I'm trying to extract information out of a table that is inside of a pdf file. The table(found on page 32 of https://iservice.lombardini.it/documents/ProdCateg/1411/ED0053029340_MO_KDW_702_1003_1404.pdf) looks like this:
I've been using tabula-py and python-tabulate to extract the tables, and I am able to extract information from cells that have some sort of characters in them. For example, if I were to run to run the following code sample: `
import tabula, tabulate, requests
from io import BytesIO, StringIO
response = requests.get("https://iservice.lombardini.it/documents/ProdCateg/1411/ED0053029340_MO_KDW_702_1003_1404.pdf")
pdf_data = BytesIO(response.content)
df = tabula.read_pdf(pdf_data, pages=32)
print(tabulate.tabulate(df, tablefmt="psql"))
` I would get this as a result: image. My issue is that the information I need from this table comes from the cells that are shaded in, and I'm finding that since the shaded in cells do not contain characters, tabula-py isn't able to extract anything from them.

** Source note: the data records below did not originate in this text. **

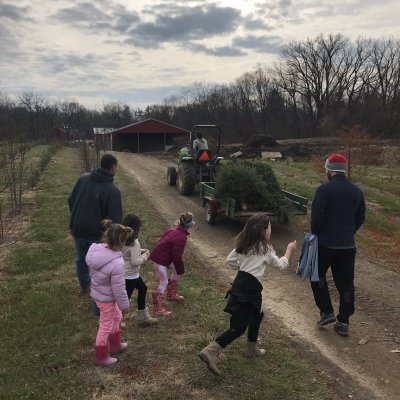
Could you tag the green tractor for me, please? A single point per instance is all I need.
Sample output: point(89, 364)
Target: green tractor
point(198, 160)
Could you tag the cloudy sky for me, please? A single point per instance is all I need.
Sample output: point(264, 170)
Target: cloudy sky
point(139, 52)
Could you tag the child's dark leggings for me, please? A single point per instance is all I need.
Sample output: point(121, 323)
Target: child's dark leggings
point(138, 284)
point(238, 324)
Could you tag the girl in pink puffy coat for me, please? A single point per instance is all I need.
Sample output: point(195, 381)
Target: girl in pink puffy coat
point(106, 264)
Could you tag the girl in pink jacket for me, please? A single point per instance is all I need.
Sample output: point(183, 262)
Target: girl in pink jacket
point(167, 256)
point(106, 264)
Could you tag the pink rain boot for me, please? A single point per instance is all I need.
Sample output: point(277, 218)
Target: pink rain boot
point(158, 304)
point(115, 342)
point(171, 292)
point(102, 356)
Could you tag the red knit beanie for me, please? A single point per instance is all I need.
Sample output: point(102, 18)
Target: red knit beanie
point(336, 163)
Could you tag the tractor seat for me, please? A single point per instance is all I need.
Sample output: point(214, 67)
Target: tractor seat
point(203, 156)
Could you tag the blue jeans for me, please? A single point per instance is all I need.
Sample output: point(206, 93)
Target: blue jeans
point(82, 269)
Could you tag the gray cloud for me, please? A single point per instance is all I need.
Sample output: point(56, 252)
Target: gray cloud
point(222, 51)
point(10, 11)
point(185, 23)
point(88, 16)
point(261, 44)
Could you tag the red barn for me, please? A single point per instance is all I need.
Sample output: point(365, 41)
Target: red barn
point(148, 135)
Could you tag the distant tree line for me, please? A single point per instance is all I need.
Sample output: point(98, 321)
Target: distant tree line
point(318, 86)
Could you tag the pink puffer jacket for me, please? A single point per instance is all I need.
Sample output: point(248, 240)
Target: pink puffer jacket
point(107, 274)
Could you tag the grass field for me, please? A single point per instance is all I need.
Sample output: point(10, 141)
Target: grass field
point(47, 330)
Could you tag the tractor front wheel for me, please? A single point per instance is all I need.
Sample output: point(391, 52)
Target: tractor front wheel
point(186, 178)
point(171, 176)
point(210, 216)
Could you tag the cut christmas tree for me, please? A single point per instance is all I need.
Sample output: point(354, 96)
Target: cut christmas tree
point(254, 187)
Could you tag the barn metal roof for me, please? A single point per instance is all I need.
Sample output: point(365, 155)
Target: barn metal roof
point(151, 126)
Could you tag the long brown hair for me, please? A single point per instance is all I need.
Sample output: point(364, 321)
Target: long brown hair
point(115, 235)
point(252, 237)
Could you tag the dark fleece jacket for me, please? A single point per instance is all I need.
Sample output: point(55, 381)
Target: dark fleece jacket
point(94, 198)
point(337, 212)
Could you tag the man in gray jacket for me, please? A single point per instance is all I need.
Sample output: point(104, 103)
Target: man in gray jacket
point(337, 212)
point(94, 197)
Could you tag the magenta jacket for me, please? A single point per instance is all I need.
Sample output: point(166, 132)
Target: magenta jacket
point(169, 248)
point(107, 272)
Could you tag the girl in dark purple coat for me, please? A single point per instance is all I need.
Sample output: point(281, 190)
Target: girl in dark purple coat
point(167, 256)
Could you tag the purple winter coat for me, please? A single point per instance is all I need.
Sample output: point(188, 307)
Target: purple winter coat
point(107, 275)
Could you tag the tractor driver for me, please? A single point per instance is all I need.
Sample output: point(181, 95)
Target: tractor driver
point(199, 143)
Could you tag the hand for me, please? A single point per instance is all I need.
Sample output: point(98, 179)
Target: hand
point(292, 245)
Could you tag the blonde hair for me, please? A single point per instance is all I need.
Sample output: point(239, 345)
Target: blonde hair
point(115, 235)
point(185, 218)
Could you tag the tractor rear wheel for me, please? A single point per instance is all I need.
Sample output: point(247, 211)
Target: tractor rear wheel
point(186, 178)
point(171, 176)
point(210, 216)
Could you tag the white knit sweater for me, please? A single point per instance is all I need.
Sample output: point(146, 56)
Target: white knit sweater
point(256, 264)
point(133, 258)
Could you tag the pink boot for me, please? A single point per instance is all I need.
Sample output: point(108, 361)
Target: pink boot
point(115, 342)
point(158, 304)
point(171, 292)
point(102, 356)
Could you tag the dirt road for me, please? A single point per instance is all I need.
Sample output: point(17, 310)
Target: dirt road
point(361, 366)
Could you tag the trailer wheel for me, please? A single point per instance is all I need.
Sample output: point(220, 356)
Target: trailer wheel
point(210, 216)
point(186, 178)
point(171, 176)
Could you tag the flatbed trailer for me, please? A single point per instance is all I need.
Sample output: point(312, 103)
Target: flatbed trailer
point(216, 207)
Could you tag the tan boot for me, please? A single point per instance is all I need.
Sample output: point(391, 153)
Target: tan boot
point(253, 351)
point(144, 318)
point(210, 355)
point(158, 304)
point(171, 292)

Based off of this: https://stackoverflow.com/a/72293700/16344960, I think that is happening due to tabula-py making assumptions about what information is apart of the table based on horizontal and vertical lines, but I'm not sure of much beyond that. I've also tried to extract these cells using PyPDF2 and pdfminer(to read the text) and have had no luck with them either.